I am attempting to derive the quadratic formula by completing the square on the generic generic expression:
$$ax^2+bc+c=0$$
I'm struggling with the right hand side of the equation which, for the step I'm on I know should be $\frac{b^2-4ac}{4a^2}$. However, I arrive at $\frac{b^2a-4a^2c}{4a^3}$
Here's my working:
(Approach copied largely from textbook)
Start with:
$ax^2+bx+c=0$
Move constant term to the right:
$ax^2+bx=-c$
Divide by $a$ to ensure leading coefficient is 1:
$x^2+\frac{b}{a}x=-\frac{c}{a}$
Calculate the amount needed to complete the square and add to both sides:
$(\frac{1}{2}\times \frac{b}{a})^2$ = $(\frac{b}{2a})^2$ = $\frac{b^2}{4a^2}$
Now add this to both sides:
$x^2+\frac{b}{a}x+\frac{b^2}{4a^2}=\frac{b^2}{4a^2}+-\frac{c}{a}$
Write the left side as a perfect square:
$(x^2+\frac{b}{2a})^2=\frac{b^2}{4a^2}-\frac{c}{a}$
Simplify the right hand side by finding a common denominator:
This is where I'm tripping up
$\frac{b^2}{4a^2}-\frac{c}{a}$
The common denominator will be the product of the denominators so $4a^3$
This doesn't "feel" right and I suspect I should be looking for a "least common denominator" but I don't know what that would be given the existence of the radical.
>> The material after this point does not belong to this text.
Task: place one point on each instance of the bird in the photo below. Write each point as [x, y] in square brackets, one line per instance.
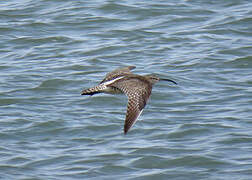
[137, 87]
Rewriting using the common denominator $4a^3$ I multiply the numerator and denominator of left side of the minus sign by just $a$. I then multiple the numerator and denominator on the right side of the minus sign by $4a^2$:
$\frac{b^2a}{4a^3}-\frac{4a^2c}{4a^3}$ = $\frac{b^2a-4a^2c}{4a^3}$
How can I arrive at $\frac{b^2-4ac}{4a^2}$?
I know that I'm not done yet after figuring out the above, but it's this in between step I'm tripping up on.
Best Answer
"The common denominator will be the product of the denominators so $4a^3$" -- this is wrong.
The common denominator is $4a^2$, not $4a^3$. You multiply denominators only when they don't have a common factor; here they do.